歴史は数々の「決断」を積み重ねている。よしあしの分岐点はどこにあるのか。
「リーダーの決断で言えば、源頼朝と木曽義仲が対照的です」と語るのは、日本中世政治史などが専門の東京大学史料編纂所教授・本郷和人さん。どちらも平安時代末期、おごる平家を倒すのに活躍した源氏の有力武将だ。頼朝は鎌倉幕府を建て、義仲はその頼朝が送った軍勢に討ち取られた。
頼朝は1180年、富士川の戦い(静岡県)で平家を破る。
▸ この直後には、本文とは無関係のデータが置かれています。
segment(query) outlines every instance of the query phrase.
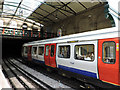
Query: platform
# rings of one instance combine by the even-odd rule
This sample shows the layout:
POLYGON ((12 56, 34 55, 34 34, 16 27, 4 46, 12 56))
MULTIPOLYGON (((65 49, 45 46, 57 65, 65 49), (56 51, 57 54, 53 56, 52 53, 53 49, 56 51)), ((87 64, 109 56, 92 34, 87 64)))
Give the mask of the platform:
POLYGON ((0 66, 0 90, 2 88, 11 88, 8 80, 5 78, 3 72, 2 72, 2 67, 0 66))

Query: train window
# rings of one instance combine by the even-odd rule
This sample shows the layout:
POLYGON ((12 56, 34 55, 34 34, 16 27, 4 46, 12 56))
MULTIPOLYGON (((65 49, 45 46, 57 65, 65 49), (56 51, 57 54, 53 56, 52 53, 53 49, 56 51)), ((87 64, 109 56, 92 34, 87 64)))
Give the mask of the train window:
POLYGON ((51 45, 51 57, 54 56, 54 45, 51 45))
POLYGON ((37 54, 37 47, 33 47, 33 54, 37 54))
POLYGON ((116 55, 115 55, 115 42, 104 42, 103 43, 103 62, 114 64, 116 55))
POLYGON ((58 52, 59 58, 70 58, 70 46, 59 46, 58 52))
POLYGON ((49 54, 49 46, 47 45, 46 46, 46 53, 45 53, 45 55, 48 56, 48 54, 49 54))
POLYGON ((27 54, 28 53, 28 47, 24 47, 24 52, 27 54))
POLYGON ((94 45, 76 45, 75 46, 75 59, 94 61, 94 45))
POLYGON ((44 55, 44 47, 39 47, 39 55, 44 55))

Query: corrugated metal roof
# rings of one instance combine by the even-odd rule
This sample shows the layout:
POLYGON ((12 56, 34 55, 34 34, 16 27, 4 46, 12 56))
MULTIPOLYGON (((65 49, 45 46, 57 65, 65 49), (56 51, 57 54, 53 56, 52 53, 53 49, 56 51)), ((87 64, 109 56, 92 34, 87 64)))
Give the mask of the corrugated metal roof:
POLYGON ((86 2, 86 0, 46 0, 29 18, 34 18, 35 21, 47 25, 103 4, 100 0, 87 1, 88 2, 86 2))

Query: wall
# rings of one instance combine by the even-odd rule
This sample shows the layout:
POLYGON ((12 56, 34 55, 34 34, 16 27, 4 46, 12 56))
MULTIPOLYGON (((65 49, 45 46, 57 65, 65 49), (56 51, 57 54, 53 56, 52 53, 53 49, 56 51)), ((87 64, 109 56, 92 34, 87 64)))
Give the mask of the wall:
POLYGON ((104 6, 87 10, 82 14, 71 16, 49 26, 52 33, 57 33, 58 29, 62 29, 63 35, 98 30, 108 27, 111 27, 111 22, 109 19, 105 18, 104 6))

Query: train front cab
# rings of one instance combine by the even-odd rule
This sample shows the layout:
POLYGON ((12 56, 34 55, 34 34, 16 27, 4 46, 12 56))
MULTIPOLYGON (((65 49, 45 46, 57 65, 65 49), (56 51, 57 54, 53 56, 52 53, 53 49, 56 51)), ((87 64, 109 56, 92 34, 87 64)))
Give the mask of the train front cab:
POLYGON ((45 44, 45 65, 56 68, 56 44, 45 44))
POLYGON ((98 41, 98 73, 103 82, 120 86, 119 38, 98 41))
POLYGON ((27 53, 28 61, 32 61, 31 49, 32 49, 32 46, 28 46, 28 53, 27 53))

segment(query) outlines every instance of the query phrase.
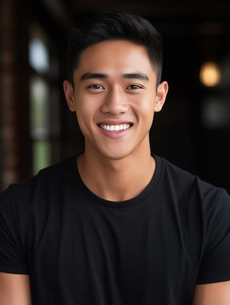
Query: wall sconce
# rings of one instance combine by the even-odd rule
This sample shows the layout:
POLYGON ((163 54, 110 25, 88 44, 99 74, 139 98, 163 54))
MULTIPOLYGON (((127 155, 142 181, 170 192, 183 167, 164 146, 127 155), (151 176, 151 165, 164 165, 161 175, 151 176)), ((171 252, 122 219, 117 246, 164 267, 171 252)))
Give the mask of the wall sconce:
POLYGON ((221 73, 219 65, 213 61, 202 64, 200 70, 200 80, 207 87, 214 87, 220 82, 221 73))

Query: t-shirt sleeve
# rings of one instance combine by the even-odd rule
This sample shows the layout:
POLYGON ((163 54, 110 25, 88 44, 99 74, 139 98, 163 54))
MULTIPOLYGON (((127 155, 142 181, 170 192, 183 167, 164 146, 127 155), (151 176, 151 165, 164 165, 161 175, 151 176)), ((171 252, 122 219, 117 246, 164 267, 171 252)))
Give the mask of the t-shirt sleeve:
POLYGON ((197 284, 230 280, 230 196, 225 190, 211 222, 197 284))
POLYGON ((29 274, 11 185, 0 193, 0 272, 29 274))

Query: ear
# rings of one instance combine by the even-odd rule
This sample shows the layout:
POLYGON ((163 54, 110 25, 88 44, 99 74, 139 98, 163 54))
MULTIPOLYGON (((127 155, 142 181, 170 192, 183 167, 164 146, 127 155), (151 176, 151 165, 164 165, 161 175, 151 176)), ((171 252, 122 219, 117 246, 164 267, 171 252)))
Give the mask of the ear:
POLYGON ((163 81, 158 85, 154 106, 155 112, 161 111, 165 103, 168 91, 168 84, 167 81, 163 81))
POLYGON ((74 94, 73 86, 67 79, 65 79, 63 82, 64 95, 67 103, 71 111, 75 111, 75 102, 74 100, 74 94))

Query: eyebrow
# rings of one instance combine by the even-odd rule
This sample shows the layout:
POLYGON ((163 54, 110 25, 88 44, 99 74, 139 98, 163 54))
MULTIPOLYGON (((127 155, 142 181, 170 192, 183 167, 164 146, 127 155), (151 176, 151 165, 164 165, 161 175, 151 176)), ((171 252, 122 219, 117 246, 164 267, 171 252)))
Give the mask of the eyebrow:
MULTIPOLYGON (((133 73, 124 73, 121 74, 122 78, 138 78, 149 81, 148 76, 142 72, 136 72, 133 73)), ((84 74, 80 78, 81 81, 84 81, 86 79, 90 78, 108 78, 108 75, 105 73, 94 73, 93 72, 87 72, 84 74)))

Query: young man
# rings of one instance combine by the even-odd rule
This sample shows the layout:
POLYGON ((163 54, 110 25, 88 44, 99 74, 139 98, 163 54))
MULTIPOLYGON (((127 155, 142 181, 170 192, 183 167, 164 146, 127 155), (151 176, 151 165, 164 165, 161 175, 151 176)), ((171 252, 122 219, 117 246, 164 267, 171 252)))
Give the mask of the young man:
POLYGON ((0 194, 0 304, 230 304, 230 196, 150 151, 160 34, 107 12, 68 55, 84 149, 0 194))

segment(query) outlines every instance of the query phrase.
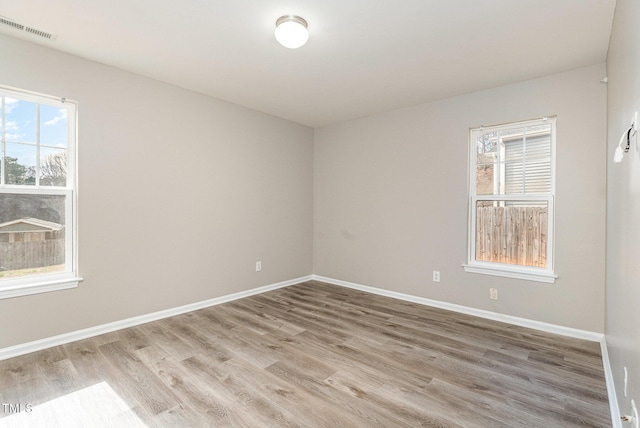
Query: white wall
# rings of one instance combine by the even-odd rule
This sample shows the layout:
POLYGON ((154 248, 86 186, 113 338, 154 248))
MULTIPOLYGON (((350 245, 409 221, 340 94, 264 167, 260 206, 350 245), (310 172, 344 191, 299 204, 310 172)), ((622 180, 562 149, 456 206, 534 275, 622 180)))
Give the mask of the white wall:
POLYGON ((314 273, 603 332, 604 75, 600 64, 316 129, 314 273), (469 128, 551 115, 558 280, 465 273, 469 128))
POLYGON ((79 103, 85 278, 0 301, 0 348, 312 273, 310 128, 7 36, 0 52, 0 84, 79 103))
POLYGON ((608 188, 606 338, 618 406, 640 406, 640 141, 613 164, 620 135, 640 112, 640 2, 618 0, 607 57, 608 188), (624 396, 624 367, 629 372, 624 396))

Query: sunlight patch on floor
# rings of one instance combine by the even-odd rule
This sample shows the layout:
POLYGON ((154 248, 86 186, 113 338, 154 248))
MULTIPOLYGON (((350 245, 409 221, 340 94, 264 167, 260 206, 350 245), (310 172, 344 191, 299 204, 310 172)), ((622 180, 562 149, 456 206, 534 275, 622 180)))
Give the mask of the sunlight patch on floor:
MULTIPOLYGON (((6 414, 6 412, 5 412, 6 414)), ((141 427, 146 425, 106 382, 100 382, 0 419, 0 428, 141 427)))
頼朝は追撃を命じ、一気に京を制圧しようと動いたが、信頼する家来から「われわれが今するべきことは関東の平定であって、京の制圧ではない」と進言され、本拠地の鎌倉にきびすを返す。
「功を焦らず、部下の意見に耳を傾け、力を蓄える選択を下した頼朝の見事な判断と言えるでしょう」(本郷さん)
対して、功名心にはやり、墓穴を掘ってしまったのが頼朝のいとこにあたる義仲だという。
義仲は頼朝に遅れること3年、現在の長野県北部で挙兵して倶利伽羅(くりから)峠の戦い(富山・石川県境)で大勝を収める。義仲は敗走する平家を追走し、一気に京へと西上した。平家を都から追い落とすことに成功するも、
「その後、後白河上皇との政治的な駆け引きに失敗を重ね孤立してしまいます」(同)
拙速を象徴する判断ミス。本郷さんは「歴史に『もしも』は厳禁ですが……」と前置きしつつ、「北陸には反平家の武士たちが多かった。もし義仲が頼朝のようにじっくりと腰を据えて勢力圏を拡大していれば、西国の平家、東国の頼朝、北陸の義仲という鼎立(ていりつ)が築かれていたかもしれない」。大局的な視野を持ち、信頼できる仲間や部下の言葉に耳を傾けられるかどうか。ここが、頼朝と義仲を勝者と敗者に分けたポイントだという。
では、リーダーに仕える身では、何が重要になるのか。なんと、「そもそもとして、『決断を下す』という意思を持つことではないか」と説明するのは、『牟田口廉也「愚将」はいかにして生み出されたのか』(星海社新書)などの著書を持ち、現在は愛知大学で教鞭をとる近現代史研究者・広中一成さん。